As the under-21 Canadian team gets ready to take on Team Finland at the World Ringette Championships in Calgary, players and ringette enthusiasts remain optimistic about the future of the game that's continuing to gain traction.
The final, at the Markin MacPhail Centre, will feature players like Max Moisan, an experienced athlete who has been playing the sport since the age of four.
"I think we have a good shot for the final," Moisan said. "I think we have a really good team, really good goalies."
The ringette player knows that Finland is not an easy team to beat but reckons her team has what it takes to give competitors a run for their money.
Moisan, who started her sports journey as a hockey player, was drawn to ringette after she saw her sister playing the game.
She loved how fast-paced the game was and decided to continue honing her skills.
"It's really impressive how, like, we can play and how fast it is, how we can score," she said. "More people are seeing it on TV or on YouTube or … on social media."
Max Moisan, an experienced athlete who has been playing the sport since the age of four, was inspired by her sister to play ringette. (Terri Trembath/CBC)
Moisan is convinced the game is finding more and more takers as it receives better exposure.
"[More] people should have seen ringette to understand, like, the experience we're living right now," she said.

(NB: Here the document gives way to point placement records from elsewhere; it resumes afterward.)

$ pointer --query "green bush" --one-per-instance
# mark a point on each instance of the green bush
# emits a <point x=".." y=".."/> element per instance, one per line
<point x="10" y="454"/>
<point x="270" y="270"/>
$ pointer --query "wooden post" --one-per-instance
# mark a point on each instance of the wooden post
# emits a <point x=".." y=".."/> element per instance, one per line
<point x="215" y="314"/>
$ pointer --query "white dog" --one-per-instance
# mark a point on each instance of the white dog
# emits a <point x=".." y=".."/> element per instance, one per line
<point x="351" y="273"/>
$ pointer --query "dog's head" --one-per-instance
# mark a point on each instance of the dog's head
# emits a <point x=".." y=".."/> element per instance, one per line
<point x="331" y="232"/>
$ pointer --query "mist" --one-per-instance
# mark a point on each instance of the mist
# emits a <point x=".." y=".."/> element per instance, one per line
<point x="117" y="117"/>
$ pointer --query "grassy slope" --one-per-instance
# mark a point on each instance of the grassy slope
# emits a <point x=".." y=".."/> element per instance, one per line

This is a significant year for ringette fans around the world — the sport is marking its 60th anniversary. It was invented by Sam Jacks, a sports coach who kick-started the game in North Bay, Ont., in 1963.

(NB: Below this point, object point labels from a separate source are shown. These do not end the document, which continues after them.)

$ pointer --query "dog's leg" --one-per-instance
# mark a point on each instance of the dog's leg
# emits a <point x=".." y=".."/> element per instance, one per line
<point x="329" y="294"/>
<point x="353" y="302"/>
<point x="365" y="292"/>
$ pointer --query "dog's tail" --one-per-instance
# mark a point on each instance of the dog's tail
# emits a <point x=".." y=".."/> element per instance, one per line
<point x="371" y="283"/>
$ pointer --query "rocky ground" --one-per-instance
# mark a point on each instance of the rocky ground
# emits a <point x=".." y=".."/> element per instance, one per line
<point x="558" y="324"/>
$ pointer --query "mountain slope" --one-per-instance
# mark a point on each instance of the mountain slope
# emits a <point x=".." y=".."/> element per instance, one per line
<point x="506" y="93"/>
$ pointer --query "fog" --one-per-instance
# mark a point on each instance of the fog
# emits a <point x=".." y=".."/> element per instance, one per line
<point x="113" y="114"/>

Shelley Coolidge, sport director for Ringette Canada, says it’s important to prioritize building partnerships with ice facilities and recreational directors to make sure athletes can easily access training facilities. (Terri Trembath/CBC)
Room for growth
Shelley Coolidge, sport director for Ringette Canada, thinks the sport has come a long way since 1963 as it continues to grow and evolve.
"In the last year, we know that we've grown 10 per cent. If you were to take a look at coaching, officiating and playing — growing 10 per cent across the board. So again, it's a sport that people are choosing, you know, to become part of," she said.

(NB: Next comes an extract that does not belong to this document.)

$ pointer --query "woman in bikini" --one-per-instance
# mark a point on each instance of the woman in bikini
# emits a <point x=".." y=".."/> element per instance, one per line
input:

"We know that there's still interest in the sport, that there's a real opportunity [as] we continue to develop it in a meaningful way."
According to Coolidge, it's important to prioritize building partnerships with ice facilities and recreational directors to make sure athletes can easily access training facilities when needed.
"This sport is going to continue to grow. People love the sport. They're going to continue to play it, and we just need to be able to provide the opportunities in place for them to do so."
Michele Wheeler, who is the co-chair of the 2023 World Ringette Championship committee, hopes to spread more awareness about the game and encourage players to give it a shot. (Terri Trembath/CBC)
Michele Wheeler, co-chair of the 2023 World Ringette Championship committee, has seen her daughter's journey up close as a ringette player and knows it's trickier than it seems.
"You know, there's early morning practices, weekends, even during the week for some of our athletes they're on the ice at 6:30 or as late as 10. And it's tough and there's no regular type of schedule," she said.
"It's a lot of hours, a lot of time. But it's absolutely well worth it for the sport and for these girls."
Her long-term goal is to spread awareness about the game and encourage more players to give it a shot.
"Our goal is always to get more girls involved in sport," she said.
"Over the years, I know our family's been very fortunate to travel to Europe for ringette and across Canada. So, you know, opportunities are there, and it's a great community, a great family to be part of."